Yine, Bedîüzzaman “En büyük düşmanımız ihtilaf.” demişti. Biz ihtilaf düşmanına karşı ittifak aracıyla, vahdet ilacıyla, vahdet reçetesiyle mücadele etmeye çalıştık. Biz sürekli bu ülkede bin yıllık kardeşliği referans aldık. Siz kendinizden olmayanlara hayat hakkı tanımadınız.
ÜSTADIN MANEVİ ŞAHSİYETİNE EN BÜYÜK EZİYET
Değerli milletvekilleri, HDP’nin hayal ettiği dünya ile Bedîüzzaman’a zulmedenlerin dünyası arasında da paralellik ve benzerlik bulmak mümkün. Nasıl Bedîüzzaman’a, Seyit Rıza’ya, Şeyh Sait’e zulmedenler tek tipçi, otoriter ve antidemokratik bir kanaldan, bir gelenekten beslenmişse, bugün HDP’nin üzerine oturduğu siyasi ideoloji de aynı şekilde tek tipçi, otoriter ve antidemokratik bir kanaldan, bir gelenekten beslenmektedir. Bunun en somut örneklerini yaşadığımız günlerde çok somut bir şekilde, çok açık bir şekilde gördük.

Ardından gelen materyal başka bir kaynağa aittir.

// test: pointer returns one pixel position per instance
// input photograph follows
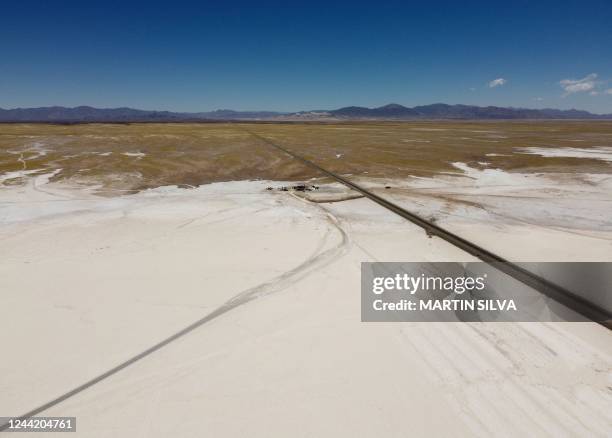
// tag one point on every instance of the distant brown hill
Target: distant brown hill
(58, 114)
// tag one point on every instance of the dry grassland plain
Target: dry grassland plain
(122, 158)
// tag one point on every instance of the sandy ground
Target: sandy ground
(88, 282)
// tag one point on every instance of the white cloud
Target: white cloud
(497, 82)
(571, 86)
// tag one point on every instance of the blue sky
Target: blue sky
(199, 56)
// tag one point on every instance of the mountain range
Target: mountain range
(80, 114)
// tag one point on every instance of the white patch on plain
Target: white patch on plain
(134, 154)
(597, 153)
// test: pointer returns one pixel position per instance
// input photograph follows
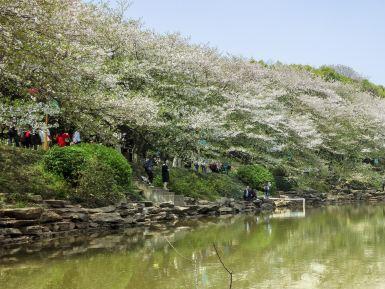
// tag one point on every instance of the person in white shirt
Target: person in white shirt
(76, 138)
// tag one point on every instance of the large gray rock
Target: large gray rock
(34, 230)
(10, 232)
(225, 210)
(50, 216)
(267, 207)
(64, 226)
(22, 213)
(181, 210)
(79, 217)
(166, 205)
(206, 209)
(108, 209)
(12, 223)
(106, 218)
(57, 203)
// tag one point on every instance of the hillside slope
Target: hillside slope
(93, 70)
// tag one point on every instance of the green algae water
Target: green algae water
(335, 247)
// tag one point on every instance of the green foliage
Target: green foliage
(375, 89)
(206, 186)
(329, 74)
(21, 174)
(69, 162)
(98, 175)
(255, 176)
(97, 185)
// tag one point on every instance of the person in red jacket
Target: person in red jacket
(60, 139)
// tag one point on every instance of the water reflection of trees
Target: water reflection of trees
(332, 246)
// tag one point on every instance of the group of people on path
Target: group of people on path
(204, 166)
(33, 138)
(249, 194)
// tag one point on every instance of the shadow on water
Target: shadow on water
(334, 247)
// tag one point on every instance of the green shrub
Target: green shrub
(98, 175)
(69, 162)
(97, 185)
(198, 185)
(255, 176)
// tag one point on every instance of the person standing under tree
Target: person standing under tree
(165, 174)
(267, 190)
(76, 137)
(148, 167)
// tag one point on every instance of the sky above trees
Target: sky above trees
(348, 32)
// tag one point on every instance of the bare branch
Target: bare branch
(224, 266)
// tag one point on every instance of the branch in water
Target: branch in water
(224, 266)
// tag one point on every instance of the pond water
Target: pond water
(334, 247)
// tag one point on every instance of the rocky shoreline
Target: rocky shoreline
(58, 219)
(55, 219)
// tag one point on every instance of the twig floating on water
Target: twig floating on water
(224, 266)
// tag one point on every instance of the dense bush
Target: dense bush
(198, 185)
(22, 175)
(97, 185)
(282, 180)
(99, 175)
(255, 176)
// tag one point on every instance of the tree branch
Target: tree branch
(224, 266)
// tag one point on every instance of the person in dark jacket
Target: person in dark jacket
(149, 167)
(165, 174)
(249, 194)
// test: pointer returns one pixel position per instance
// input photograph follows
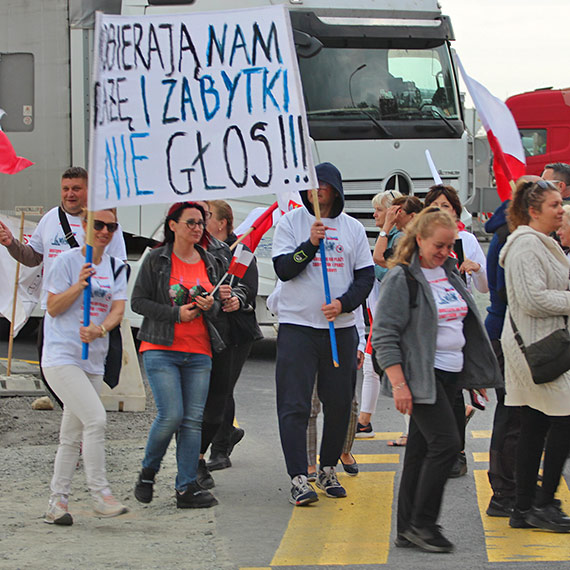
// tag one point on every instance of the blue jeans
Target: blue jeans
(179, 383)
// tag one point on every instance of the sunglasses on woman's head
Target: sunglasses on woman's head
(111, 226)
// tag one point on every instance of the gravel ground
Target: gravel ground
(149, 536)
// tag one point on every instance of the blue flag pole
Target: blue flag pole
(332, 332)
(87, 290)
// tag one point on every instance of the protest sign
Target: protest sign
(195, 107)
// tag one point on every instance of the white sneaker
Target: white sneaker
(107, 506)
(57, 511)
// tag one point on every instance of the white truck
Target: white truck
(378, 80)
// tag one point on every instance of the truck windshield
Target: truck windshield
(386, 88)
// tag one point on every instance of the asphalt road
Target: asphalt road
(260, 529)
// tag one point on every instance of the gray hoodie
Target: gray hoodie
(407, 335)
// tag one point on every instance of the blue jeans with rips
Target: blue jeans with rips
(179, 383)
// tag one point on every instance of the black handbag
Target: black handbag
(549, 357)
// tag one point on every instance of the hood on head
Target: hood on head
(329, 173)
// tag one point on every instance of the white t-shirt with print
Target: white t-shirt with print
(451, 310)
(347, 250)
(61, 333)
(49, 240)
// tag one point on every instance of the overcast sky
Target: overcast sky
(512, 46)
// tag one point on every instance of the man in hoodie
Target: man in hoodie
(303, 343)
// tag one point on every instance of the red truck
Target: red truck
(543, 119)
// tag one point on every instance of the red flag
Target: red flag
(502, 133)
(240, 261)
(260, 226)
(9, 162)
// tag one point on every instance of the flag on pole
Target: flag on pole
(502, 133)
(240, 261)
(9, 162)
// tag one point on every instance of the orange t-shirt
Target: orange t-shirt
(192, 336)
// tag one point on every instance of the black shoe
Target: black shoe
(429, 539)
(235, 438)
(518, 518)
(203, 477)
(195, 498)
(459, 467)
(549, 517)
(218, 461)
(144, 486)
(402, 542)
(500, 506)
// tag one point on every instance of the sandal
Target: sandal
(400, 442)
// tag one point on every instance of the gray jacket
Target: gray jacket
(407, 335)
(150, 298)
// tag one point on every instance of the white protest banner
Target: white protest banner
(194, 107)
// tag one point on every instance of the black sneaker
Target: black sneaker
(302, 492)
(429, 539)
(550, 517)
(203, 477)
(363, 432)
(500, 506)
(518, 518)
(459, 467)
(144, 486)
(218, 461)
(402, 542)
(235, 438)
(195, 498)
(327, 482)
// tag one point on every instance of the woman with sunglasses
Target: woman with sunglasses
(178, 337)
(77, 382)
(536, 275)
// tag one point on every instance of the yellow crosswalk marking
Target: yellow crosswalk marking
(371, 458)
(330, 532)
(480, 456)
(481, 433)
(505, 544)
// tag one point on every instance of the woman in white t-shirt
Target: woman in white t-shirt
(430, 341)
(473, 267)
(77, 382)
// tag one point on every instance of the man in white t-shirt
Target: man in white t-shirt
(303, 343)
(49, 238)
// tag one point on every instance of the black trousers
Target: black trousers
(504, 439)
(433, 444)
(226, 368)
(304, 353)
(538, 432)
(221, 440)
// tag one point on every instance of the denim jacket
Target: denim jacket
(150, 298)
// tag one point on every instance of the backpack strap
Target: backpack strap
(69, 237)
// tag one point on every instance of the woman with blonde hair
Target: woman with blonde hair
(430, 342)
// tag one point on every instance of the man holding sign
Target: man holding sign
(303, 344)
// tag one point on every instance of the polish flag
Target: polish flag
(260, 220)
(9, 162)
(240, 261)
(502, 133)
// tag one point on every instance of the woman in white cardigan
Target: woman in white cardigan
(536, 272)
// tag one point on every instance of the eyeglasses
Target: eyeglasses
(111, 226)
(193, 223)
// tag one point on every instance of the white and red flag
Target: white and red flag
(502, 133)
(240, 261)
(10, 163)
(260, 220)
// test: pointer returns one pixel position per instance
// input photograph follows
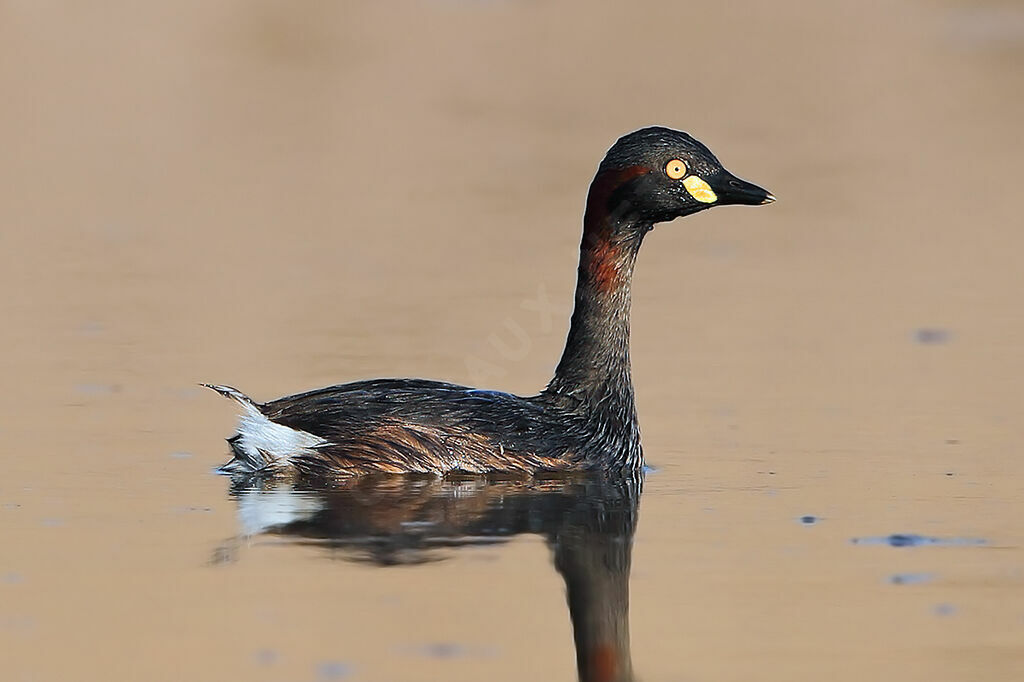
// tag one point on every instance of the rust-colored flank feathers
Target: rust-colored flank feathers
(585, 419)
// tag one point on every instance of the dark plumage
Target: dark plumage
(585, 419)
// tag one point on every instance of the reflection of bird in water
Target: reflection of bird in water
(585, 419)
(587, 520)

Bedîüzzaman Said Nursi hazretlerinin naaşını siyasi ideolojiniz için kullanmanız üstadın manevi şahsiyetine en büyük eziyet olacaktır ve yine Seyit Rıza’nın ve yine Şeyh Sait’in manevi şahsiyetlerine en büyük eziyet olacaktır. Biz, buna müsaade etmeyeceğimizi ve bu öneriye “evet” demeyeceğimizi buradan açık ve net bir şekilde bir kere daha ifade etmek istiyoruz.
Diyarbakır Milletvekili İdris Baluken: Bugün görüştüğümüz önergenin konusu Şeyh Sait Efendi’nin, Pir Seyit Rıza’nın ve Bediüzzaman Saidi Nursi’nin mezar yerlerinin halkına iade edilmesi ve mezarlarına bir mezar taşı konulmasıyla ilgilidir. Dikkat ederseniz AKP’li hatipler yaptıkları konuşmalarda bu meseleye dair tek bir cümle bile kullanmadılar çünkü kullanamazlar. On dört yıldır iktidardalar, en son konuşan sayın hatip kritik bir süreçten geçtiğimiz için bu önergeye onay veremeyeceklerini söyledi ama on dört yıldır herhâlde hiç bu kritik süreçten kurtulmamış olacaksınız ki bu değerli âlimlere, şahsiyetlere bir mezar taşını bile çok gördünüz.
Önerge yapılan oylama sonucunda reddedildi.